Fábula realista (y minimalista) sobre el vínculo paternofilial en condiciones extremas, Réduit es un relato donde los silencios aportan tanta o más información que los diálogos. Más allá de la realidad del pequeño durante los primeros tramos, cuya condición indefensa lo transforma literalmente en la víctima de un secuestro, el film de Schwitter jamás intenta encaramarse en las reglas del thriller rural. El suspenso, en cambio, está dado por los cambios en la relación entre ambos personajes: a medida que el invierno avanza, las reglas de juego y las posiciones de poder comienzan a alterarse de manera radical y definitiva.
La cita de Rilke en el comienzo de El rostro de la medusa explica el oxímoron del título. En el texto escrito para el catálogo del festival, la realizadora Melisa Liebenthal recuerda que la película “nació de tomar imágenes en zoológicos y acuarios. Comencé a preguntarme por la importancia de la cara y su vínculo directo con la identidad, al tiempo que observaba la ausencia de rostro en muchos animales, como las medusas. ¿Qué pasa cuando no hay rostro? ¿Se puede no ser nadie? ¿Qué hay de liberador en no tener identidad?” Son las preguntas que se hace la protagonista, Marina, una joven docente universitaria que, un buen día, descubre que su rostro es otro, completamente diferente (el de la actriz Rocío Stellato). Lógicamente, salir a dar clases o incluso encontrarse con su novio se convierten en circunstancias complejas. Si hasta su abuela se muestra fastidiada por el cambio. ¿Se puede ser la misma persona ante la mirada de los demás cuando es imposible reconocerla? Ni hablar de renovar el DNI, tarea prácticamente imposible.

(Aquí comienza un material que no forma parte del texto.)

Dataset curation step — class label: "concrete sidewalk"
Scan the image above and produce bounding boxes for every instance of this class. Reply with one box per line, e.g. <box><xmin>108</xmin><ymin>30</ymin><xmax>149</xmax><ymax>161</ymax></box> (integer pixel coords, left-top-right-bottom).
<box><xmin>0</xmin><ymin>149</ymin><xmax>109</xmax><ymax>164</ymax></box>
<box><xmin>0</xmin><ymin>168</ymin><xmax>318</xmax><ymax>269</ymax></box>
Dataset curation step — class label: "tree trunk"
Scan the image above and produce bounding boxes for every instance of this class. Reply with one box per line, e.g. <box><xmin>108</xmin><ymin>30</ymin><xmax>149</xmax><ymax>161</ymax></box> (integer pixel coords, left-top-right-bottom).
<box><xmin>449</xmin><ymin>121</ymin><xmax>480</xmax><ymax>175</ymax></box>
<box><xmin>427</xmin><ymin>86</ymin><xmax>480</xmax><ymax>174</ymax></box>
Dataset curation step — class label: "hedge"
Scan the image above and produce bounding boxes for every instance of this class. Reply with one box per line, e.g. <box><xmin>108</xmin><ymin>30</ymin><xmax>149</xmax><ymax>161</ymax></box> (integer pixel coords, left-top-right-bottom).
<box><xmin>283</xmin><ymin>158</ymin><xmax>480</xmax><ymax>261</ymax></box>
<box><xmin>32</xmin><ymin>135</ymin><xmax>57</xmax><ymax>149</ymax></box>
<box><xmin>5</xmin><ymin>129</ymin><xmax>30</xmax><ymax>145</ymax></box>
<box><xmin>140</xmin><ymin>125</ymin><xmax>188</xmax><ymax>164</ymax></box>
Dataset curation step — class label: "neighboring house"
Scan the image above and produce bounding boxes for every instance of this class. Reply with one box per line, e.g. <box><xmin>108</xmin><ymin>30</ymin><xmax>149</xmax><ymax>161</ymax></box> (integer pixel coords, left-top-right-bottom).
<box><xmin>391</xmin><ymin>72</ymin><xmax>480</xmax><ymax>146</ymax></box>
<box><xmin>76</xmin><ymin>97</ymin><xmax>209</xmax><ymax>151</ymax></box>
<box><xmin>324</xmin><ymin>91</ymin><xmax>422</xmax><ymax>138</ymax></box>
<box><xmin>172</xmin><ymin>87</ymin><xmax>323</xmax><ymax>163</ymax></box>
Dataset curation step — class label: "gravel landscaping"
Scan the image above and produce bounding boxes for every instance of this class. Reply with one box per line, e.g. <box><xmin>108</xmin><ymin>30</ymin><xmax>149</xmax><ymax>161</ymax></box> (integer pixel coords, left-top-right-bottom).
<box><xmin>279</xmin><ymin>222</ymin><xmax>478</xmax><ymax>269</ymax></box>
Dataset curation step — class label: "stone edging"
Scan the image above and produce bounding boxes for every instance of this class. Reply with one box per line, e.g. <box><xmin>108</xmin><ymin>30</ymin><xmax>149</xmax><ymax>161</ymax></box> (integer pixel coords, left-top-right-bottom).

El mismo punto de partida podría dar origen a una película muy diferente: una comedia de enredos de Hollywood o un grave relato de ciencia ficción sobre la identidad. La directora de Las lindas, en cambio, opta por un híbrido entre la ficción y el ensayo, entrelazando el registro documental de animales en distintos zoológicos y acuarios del mundo –y aquellos visitantes que los observan– con las escenas rodadas con actores y definidas de antemano por el guion, además de otras secuencias que podrían describirse como collages en movimiento. Si algo no se le puede negar a El rostro de la medusa es su originalidad, la capacidad de sorprender cuando el espectador imagina que ya ha aprehendido las formas del film. Como ocurre con el rostro de algunos animales, las facciones del largometraje de Liebenthal mutan constantemente y resultan difíciles de clasificar.